João Paulo Rodrigues: Fazendeiro não perde dinheiro com a Reforma Agrária – IREE

Podcast

João Paulo Rodrigues: Fazendeiro não perde dinheiro com a Reforma Agrária

O Secretário Geral do Movimento Sem Terra (MST) João Paulo Rodrigues foi o oitavo entrevistado do Podcast Reconversa em abril de 2023. Ele explicou como funciona um assentamento e tratou de temas como a importância da luta pela democratização das terras e o atual modelo agrícola brasileiro.

Relembre essa interessante conversa que marcou o início do programa apresentado pelo jornalista Reinaldo Azevedo e pelo Presidente do IREE, Walfrido Warde. Um compacto do vídeo pode ser visto aqui.

João Paulo Rodrigues é agricultor e assentado de reforma agrária, formado em Ciências Sociais e membro da Coordenação Nacional do MST. Sua história no Movimento começou ainda na infância quando, em 1983, seu pai participou de um assentamento e conquistou a terra dois anos depois.

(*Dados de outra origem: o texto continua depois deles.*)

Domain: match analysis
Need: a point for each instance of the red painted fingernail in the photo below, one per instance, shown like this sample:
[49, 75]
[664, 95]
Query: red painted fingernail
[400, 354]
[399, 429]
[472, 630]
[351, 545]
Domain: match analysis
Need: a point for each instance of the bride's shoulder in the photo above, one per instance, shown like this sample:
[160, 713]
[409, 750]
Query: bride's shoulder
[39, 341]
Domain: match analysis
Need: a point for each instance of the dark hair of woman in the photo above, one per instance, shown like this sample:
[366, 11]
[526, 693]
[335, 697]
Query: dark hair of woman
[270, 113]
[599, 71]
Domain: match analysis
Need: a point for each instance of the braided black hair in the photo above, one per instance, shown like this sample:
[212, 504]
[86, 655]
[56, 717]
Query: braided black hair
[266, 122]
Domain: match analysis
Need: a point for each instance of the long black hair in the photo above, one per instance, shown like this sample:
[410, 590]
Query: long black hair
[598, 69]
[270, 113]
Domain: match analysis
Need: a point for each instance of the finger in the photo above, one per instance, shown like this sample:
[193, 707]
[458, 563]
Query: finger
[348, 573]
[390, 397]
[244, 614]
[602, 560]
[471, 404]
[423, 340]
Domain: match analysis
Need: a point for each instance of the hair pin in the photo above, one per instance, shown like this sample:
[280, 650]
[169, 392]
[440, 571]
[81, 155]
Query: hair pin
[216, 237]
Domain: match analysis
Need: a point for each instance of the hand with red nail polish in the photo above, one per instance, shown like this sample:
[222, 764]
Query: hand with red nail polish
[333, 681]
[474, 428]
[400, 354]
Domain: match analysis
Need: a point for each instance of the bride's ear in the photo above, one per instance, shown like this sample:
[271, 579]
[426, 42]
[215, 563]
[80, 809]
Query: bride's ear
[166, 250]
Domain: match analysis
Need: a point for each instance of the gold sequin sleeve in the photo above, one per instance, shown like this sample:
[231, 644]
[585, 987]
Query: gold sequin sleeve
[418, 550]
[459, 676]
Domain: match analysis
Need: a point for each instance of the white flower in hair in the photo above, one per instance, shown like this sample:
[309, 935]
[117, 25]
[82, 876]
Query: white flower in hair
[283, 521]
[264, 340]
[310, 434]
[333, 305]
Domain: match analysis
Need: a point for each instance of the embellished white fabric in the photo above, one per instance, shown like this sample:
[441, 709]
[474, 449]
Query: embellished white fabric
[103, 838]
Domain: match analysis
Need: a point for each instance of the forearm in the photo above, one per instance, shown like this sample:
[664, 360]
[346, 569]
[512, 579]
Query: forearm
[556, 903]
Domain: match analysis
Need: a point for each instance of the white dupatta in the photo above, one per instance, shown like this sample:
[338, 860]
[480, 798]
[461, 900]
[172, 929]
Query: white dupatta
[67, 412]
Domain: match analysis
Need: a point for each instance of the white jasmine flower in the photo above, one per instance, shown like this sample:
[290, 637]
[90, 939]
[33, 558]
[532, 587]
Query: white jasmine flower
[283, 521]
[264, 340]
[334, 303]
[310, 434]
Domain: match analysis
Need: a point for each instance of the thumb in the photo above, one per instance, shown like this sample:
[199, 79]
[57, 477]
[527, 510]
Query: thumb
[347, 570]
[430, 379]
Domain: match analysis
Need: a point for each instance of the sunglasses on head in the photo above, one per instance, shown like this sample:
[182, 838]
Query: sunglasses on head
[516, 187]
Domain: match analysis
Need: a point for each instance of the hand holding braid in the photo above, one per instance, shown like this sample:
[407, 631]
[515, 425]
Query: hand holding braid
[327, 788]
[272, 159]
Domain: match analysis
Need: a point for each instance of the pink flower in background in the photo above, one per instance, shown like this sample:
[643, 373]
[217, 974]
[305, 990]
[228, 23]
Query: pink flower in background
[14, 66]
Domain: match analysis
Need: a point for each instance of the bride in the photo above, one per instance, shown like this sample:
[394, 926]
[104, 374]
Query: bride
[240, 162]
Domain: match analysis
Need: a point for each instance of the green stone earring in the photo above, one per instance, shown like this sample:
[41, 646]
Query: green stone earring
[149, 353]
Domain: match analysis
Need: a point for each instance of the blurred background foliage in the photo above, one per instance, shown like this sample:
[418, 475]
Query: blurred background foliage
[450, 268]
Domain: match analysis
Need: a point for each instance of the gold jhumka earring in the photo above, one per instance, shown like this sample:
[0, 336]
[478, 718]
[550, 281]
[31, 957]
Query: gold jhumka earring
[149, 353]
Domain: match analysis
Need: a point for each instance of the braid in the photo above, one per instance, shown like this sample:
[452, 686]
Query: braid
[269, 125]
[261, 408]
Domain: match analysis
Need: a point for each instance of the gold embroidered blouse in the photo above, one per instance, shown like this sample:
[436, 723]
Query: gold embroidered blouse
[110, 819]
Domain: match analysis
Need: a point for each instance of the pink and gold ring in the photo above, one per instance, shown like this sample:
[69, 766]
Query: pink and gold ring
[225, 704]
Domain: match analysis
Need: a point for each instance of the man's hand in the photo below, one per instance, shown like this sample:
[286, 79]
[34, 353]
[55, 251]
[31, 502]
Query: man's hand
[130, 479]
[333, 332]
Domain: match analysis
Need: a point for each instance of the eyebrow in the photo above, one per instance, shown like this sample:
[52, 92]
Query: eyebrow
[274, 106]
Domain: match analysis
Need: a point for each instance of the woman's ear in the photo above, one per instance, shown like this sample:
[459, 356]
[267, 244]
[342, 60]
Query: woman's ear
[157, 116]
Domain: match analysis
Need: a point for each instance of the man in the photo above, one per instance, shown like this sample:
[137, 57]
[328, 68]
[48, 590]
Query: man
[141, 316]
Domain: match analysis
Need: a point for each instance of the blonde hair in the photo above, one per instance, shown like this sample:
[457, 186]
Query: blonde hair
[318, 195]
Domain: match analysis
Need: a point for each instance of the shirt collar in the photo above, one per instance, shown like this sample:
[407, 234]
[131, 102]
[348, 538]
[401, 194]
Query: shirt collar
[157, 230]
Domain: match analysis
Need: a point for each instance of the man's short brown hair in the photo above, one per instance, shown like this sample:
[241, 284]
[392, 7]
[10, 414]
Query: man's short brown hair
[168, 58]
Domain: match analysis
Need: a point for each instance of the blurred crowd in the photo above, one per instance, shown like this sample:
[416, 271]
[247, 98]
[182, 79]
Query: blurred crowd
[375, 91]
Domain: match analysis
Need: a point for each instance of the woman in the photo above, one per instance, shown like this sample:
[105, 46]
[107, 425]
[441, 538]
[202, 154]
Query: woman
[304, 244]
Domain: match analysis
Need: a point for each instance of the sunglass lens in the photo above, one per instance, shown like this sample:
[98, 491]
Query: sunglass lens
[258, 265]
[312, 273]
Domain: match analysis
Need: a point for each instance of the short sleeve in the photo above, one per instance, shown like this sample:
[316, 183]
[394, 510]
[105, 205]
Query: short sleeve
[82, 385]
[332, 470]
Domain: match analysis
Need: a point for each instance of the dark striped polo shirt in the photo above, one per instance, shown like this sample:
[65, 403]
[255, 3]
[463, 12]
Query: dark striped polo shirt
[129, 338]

Atualmente, ele compartilha com seu pai o lote de reforma agrária localizado no município de Euclides da Cunha Paulista.

O agricultor enfatizou a determinação do MST em lutar pela reforma agrária e pela democratização do acesso à terra no Brasil. Segundo ele, o movimento não pode se contentar com as terras já obtidas.

“O MST não vai recuar no debate da democratização das terras, esse negócio que o MST já tem terras e vai cuidar da produção, não, nós temos cinco milhões de famílias sem terra no Brasil.”

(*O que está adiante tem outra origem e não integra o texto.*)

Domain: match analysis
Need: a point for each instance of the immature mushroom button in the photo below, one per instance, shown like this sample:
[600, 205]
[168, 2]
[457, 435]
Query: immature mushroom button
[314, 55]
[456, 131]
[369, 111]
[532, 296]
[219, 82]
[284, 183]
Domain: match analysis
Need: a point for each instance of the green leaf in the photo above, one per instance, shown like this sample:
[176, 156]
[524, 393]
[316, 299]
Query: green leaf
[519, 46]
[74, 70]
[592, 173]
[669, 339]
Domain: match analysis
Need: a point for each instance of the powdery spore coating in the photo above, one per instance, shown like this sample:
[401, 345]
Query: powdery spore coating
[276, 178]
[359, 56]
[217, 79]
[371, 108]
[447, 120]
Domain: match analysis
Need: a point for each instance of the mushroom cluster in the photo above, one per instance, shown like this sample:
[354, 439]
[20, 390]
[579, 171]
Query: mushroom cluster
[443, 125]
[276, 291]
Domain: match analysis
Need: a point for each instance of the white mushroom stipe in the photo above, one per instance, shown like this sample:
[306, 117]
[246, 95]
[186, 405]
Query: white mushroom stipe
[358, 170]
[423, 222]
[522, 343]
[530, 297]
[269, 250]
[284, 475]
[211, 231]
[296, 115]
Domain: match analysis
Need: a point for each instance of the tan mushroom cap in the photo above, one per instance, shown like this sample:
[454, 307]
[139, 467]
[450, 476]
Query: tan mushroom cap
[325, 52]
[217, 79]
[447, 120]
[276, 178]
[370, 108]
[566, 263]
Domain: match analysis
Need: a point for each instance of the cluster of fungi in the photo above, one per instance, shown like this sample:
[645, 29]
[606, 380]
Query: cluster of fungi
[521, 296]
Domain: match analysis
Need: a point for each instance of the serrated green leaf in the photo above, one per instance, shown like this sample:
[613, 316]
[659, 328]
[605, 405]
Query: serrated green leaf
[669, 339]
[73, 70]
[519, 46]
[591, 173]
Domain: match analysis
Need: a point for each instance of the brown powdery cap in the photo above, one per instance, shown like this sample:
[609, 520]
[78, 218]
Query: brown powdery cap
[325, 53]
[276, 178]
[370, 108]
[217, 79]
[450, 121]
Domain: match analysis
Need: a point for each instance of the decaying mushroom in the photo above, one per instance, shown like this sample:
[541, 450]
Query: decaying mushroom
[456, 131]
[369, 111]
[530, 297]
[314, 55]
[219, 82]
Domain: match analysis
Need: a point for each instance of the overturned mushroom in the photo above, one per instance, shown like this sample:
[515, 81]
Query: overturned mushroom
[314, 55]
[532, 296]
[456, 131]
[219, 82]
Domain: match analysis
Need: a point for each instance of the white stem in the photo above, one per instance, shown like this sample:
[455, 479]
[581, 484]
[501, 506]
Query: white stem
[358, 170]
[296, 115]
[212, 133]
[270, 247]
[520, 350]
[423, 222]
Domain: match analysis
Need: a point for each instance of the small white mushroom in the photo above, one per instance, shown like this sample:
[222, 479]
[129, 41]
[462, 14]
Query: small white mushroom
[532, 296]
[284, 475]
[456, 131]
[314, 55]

Como funciona o assentamento do MST

João Paulo Rodrigues explicou o passo a passo da reforma agrária no Brasil e destacou o papel do Instituto Nacional de Colonização e Reforma Agrária (Incra) como braço do Estado responsável por identificar e adquirir terras improdutivas, além de selecionar as famílias que recebem a concessão do Estado para uso da terra.

“O Estado tem as atribuições para fazer todo o processo legal para avaliar se a terra é improdutiva ou não e negociar o valor do lote com o proprietário. O Estado negocia com o proprietário um valor e paga para ele. Ou seja, o fazendeiro não perde nada. Ele recebe, inclusive, às vezes, valor muito maior do que o de mercado pela propriedade.”

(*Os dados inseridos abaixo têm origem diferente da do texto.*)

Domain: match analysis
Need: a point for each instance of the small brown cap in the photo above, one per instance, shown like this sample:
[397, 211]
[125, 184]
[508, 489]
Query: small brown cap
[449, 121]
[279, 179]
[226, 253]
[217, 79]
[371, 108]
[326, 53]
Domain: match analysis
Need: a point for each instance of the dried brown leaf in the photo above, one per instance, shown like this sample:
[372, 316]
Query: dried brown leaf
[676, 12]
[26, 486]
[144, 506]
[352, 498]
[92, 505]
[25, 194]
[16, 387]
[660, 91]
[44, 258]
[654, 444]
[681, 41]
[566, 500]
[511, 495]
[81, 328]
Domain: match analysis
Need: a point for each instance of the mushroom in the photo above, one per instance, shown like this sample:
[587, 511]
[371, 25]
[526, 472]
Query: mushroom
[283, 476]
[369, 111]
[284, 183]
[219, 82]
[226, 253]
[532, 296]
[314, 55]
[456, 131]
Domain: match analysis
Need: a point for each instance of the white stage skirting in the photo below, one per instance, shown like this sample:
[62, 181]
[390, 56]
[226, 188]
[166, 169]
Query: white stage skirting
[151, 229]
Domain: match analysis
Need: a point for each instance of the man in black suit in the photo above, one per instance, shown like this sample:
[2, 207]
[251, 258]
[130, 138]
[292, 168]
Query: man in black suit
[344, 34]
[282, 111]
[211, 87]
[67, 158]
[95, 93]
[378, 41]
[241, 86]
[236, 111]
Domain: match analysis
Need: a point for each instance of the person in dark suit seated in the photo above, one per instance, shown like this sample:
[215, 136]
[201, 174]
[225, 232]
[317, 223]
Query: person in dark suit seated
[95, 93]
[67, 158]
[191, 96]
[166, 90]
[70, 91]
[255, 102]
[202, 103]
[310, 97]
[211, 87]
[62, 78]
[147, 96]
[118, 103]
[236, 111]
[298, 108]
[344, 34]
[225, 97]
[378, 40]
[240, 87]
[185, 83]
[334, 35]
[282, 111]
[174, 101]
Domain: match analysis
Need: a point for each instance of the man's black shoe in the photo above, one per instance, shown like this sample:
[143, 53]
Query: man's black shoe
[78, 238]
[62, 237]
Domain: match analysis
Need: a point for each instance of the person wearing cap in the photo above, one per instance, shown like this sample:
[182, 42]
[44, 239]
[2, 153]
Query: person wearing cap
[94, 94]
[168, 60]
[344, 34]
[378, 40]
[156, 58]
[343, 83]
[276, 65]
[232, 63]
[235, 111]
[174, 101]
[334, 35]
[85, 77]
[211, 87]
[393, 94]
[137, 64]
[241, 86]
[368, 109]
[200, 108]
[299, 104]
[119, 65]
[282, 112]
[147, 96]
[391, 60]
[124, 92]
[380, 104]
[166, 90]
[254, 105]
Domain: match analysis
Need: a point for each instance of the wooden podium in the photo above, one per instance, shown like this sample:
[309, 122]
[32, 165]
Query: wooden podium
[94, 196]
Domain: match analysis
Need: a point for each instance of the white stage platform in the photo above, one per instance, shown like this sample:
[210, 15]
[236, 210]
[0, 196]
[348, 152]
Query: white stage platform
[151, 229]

A Reforma Agrária que o MST defende

O líder do MST apresentou uma perspectiva de reforma agrária que vai além da redistribuição de terras e engloba questões como o desenvolvimento sustentável e o combate à desigualdade, à insegurança alimentar e à crise ambiental.

“O MST defende uma reforma agrária que possa resolver três problemas: democracia, 46% das terras brasileiras estão com 1% da população, ou seja, terra no Brasil é poder, tem que democratizar. Segundo, produção de alimentos, nós temos uma crise de abastecimento sem precedentes no mundo, pelos problemas climáticos, pela diminuição da área plantada, pelo agro ter transformado o alimento em commodity. E terceiro, ajudar a preservar o meio ambiente, não tem como o agro, no mundo, resolver a questão ambiental, se não tiver apoio dos camponeses, das camponesas e da agricultura familiar.”

Um novo modelo de agricultura

Para João Paulo Rodrigues, falhas sistêmicas no setor agrícola brasileiro favorecem a produtividade e o lucro em detrimento da ética e da responsabilidade ecológica. Dessa forma, o líder do MST defende que o agro e a agricultura familiar construam um novo modelo de agricultura.

“O agro tem problemas que precisam ser resolvidos como o trabalho análogo a escravidão, não respeitar a questão ambiental, as dívidas públicas com o Estado e não deixar que cobrem imposto sobre a exportação de produtos agrícolas. Nós achamos que é um modelo que precisa ser melhorado, por isso, eles têm que junto com a agricultura familiar construir um novo modelo de agricultura.”